I wasn’t sure if the flank steak would reach my desired level of tenderness considering it is tougher cut of meat, but the meat shreds incredibly well after being slow cooked for 8-9 hours. Mine literally just fell apart. It was a beautiful thing.
Your house will also smell AMAZING after these succulent aromas fill the air. Slow cooker – you are better than any Yankee candle I’ve ever smelled.

This watermelon salsa is super refreshing, flavorful and the perfect component to tacos, salads or plain ol’ tortilla chips. Heck, I could even eat it by the spoonful. I topped it with a little reduced-fat feta cheese for that extra “zing” but you could also use goat cheese or go cheese-less.

I would honestly eat these tacos for breakfast, too. Or perhaps just toss the carna asada meat in a tortilla and top it with a fried egg and a drizzle of Sriracha? Ugh, drooling.

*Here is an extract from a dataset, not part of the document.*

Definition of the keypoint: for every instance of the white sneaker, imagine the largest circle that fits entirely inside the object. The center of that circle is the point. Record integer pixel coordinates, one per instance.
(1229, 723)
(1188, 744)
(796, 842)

Crockpot Carne Asada Tacos with Watermelon Salsa and Minty Lime Crema
Ingredients:
- 1.5-2 lbs flank steak
- 1 bell pepper, color of choice (I used green), chopped — two thirds will go in the crockpot, remainder will go in the salsa
- 2 shallots, chopped — One and one half will go in the crockpot, the remaining one half will go in the salsa
- 2 cloves of garlic, chopped
- 2 tbsp. extra virgin olive oil
- 2 tbsp. balsamic vinegar
- 1 tsp smoked paprika
- 1 tsp chili powder
- 1/2 tsp cumin
- 1/4 tsp sea salt
- 1/4 tsp freshly ground black pepper
- 12 corn or flour tortillas
- Optional topping: chopped purple cabbage
Salsa:
- 2 cups watermelon, seeded and finely chopped
- Remaining one third of bell pepper, finely chopped
- Remaining one half of shallot, finely chopped
- Juice of 1 whole lime
- 6 fresh basil leaves, finely chopped
- 1/4 tsp sea salt
- Optional add-ins: reduced-fat feta cheese; 1/2 jalapeno pepper, seeded and minced
Minty Lime Crema:
- One 5.3 ounce container of 0% fat plain Greek yogurt (I used Chobani)
- Juice of 1 whole lime
- 6 fresh mint leaves, finely chopped
- 1/8 tsp sea salt
- 1/2 tsp Stevia (or granulated sweetener of choice)
Directions
- Rub olive oil generously into flank steak. Mix seasonings (smoked paprika, chili powder, cumin, salt and pepper) in a small bowl. Massage seasoning mix liberally into steak until it is fully covered. Spray crockpot with non-stick cooking spray. Place meat into crockpot and coat with balsamic vinegar. Place garlic, shallots and bell pepper on top of steak. Cook on LOW for 8-9 hours. After meat has cooked, transfer it to a cutting board. Let rest for 15 minutes before shredding with a fork and returning to crockpot to keep warm.
- To prepare the salsa, combine all ingredients in a medium-sized bowl and let sit for ~1 hr before serving. Toss the salsa every 20 minutes or so to allow the lime juice to evenly coat the fruits/veggies.
- To prepare the crema, you can either mix all of the ingredients with a whisk or use an electric mixer, food processor or small chopper. Mix until all ingredients are well-combined and it is creamy in consistency.
- To assemble, spread the carna asada along the middle of a warmed tortilla. Top with shredded purple cabbage (optional), watermelon salsa, crema and freshly chopped mint. Enjoy!